Bloomberg columnist Jeffrey Goldberg argues that Alice Walton's new Crystal Bridges Museum is "a moral tragedy" and a "compelling symbol of the chasm between the richest Americans and everyone else." He says the museum was built on "the exploitation" of the Wal-Mart employees "whose sweat pays for her paintings." He objects to Walton's "priorities": she "has the influence to help Wal-Mart workers, especially women, earn more money and gain access to affordable health care," but instead uses her wealth to buy art for the museum.
Reuters' Felix Salmon has a good response here, under the headline "How Alice Walton has improved America." He says, first of all, that the "sneer[ing]" Goldberg is looking a gift horse in the mouth:
"It’s not clear that Alice Walton does have a lot of influence within Walmart’s senior managerial ranks. Could Walton really help Wal-Mart’s workers earn more money and get better healthcare? Maybe she could; I’m not convinced. But here’s the thing: in what way does building a beautiful museum prevent her from doing just that? The only way, it seems to me, is if we’re in some kind of a zero-sum game, here, where the alternative to building the museum would be for Walton to take the money she would otherwise have spent on Crystal Bridges, and give it directly to Walmart workers."
And he says Walton's "impulses and her museum are admirable, whatever you think of Walmart":
"Walmart is a public company, now — it’s owned by hundreds of thousands of individual and institutional shareholders. ...Walmart has been good to Alice Walton, and she’s giving back to Bentonville and to America by building a fine museum in a part of the country which is relatively starved for cultural goodness. ... Well done to [Walton] for making that happen. Arkansas is a better place, now, thanks to Crystal Bridges, and Walton deserves our thanks. Not brickbats."

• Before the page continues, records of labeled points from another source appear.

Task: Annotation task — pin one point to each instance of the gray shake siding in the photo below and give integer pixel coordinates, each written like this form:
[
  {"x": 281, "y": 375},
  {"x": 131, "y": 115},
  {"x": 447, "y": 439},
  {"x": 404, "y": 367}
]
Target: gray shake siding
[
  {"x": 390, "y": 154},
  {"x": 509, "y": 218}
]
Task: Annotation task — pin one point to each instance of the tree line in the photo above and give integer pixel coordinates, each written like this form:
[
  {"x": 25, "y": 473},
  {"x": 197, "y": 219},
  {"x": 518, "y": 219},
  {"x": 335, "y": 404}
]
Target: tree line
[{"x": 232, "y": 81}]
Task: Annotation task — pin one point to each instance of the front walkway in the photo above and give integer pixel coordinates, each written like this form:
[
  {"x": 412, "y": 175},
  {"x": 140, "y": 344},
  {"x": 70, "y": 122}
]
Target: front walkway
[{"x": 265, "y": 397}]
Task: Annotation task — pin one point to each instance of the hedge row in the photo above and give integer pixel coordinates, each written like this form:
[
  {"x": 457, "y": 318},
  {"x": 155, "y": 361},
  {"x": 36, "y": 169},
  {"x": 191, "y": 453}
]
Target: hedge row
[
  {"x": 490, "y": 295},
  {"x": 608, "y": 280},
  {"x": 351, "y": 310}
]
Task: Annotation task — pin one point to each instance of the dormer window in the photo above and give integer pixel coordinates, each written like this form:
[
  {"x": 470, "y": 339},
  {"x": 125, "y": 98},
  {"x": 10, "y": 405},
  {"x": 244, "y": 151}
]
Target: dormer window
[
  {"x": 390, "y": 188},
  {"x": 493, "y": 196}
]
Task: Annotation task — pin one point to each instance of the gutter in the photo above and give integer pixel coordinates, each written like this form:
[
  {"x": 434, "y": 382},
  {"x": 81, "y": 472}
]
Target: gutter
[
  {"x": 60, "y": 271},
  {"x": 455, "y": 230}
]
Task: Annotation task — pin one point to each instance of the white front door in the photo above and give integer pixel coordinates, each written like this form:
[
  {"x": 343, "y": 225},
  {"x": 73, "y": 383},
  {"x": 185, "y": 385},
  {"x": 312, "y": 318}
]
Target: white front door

Judith Dobrzynski is with Salmon:
"Unlike many others in the art world, I have always believed that Walton was doing a good thing, bringing art to an area that sorely lacked the real thing. I have never understood the logic of those who complained about her efforts, as if non-city-dwellers should be content to travel to see art, and then, at the same time, argued for bigger government budgets for art .... I have no problem with the fact that she bought Kindred Spirits from the New York Public Library."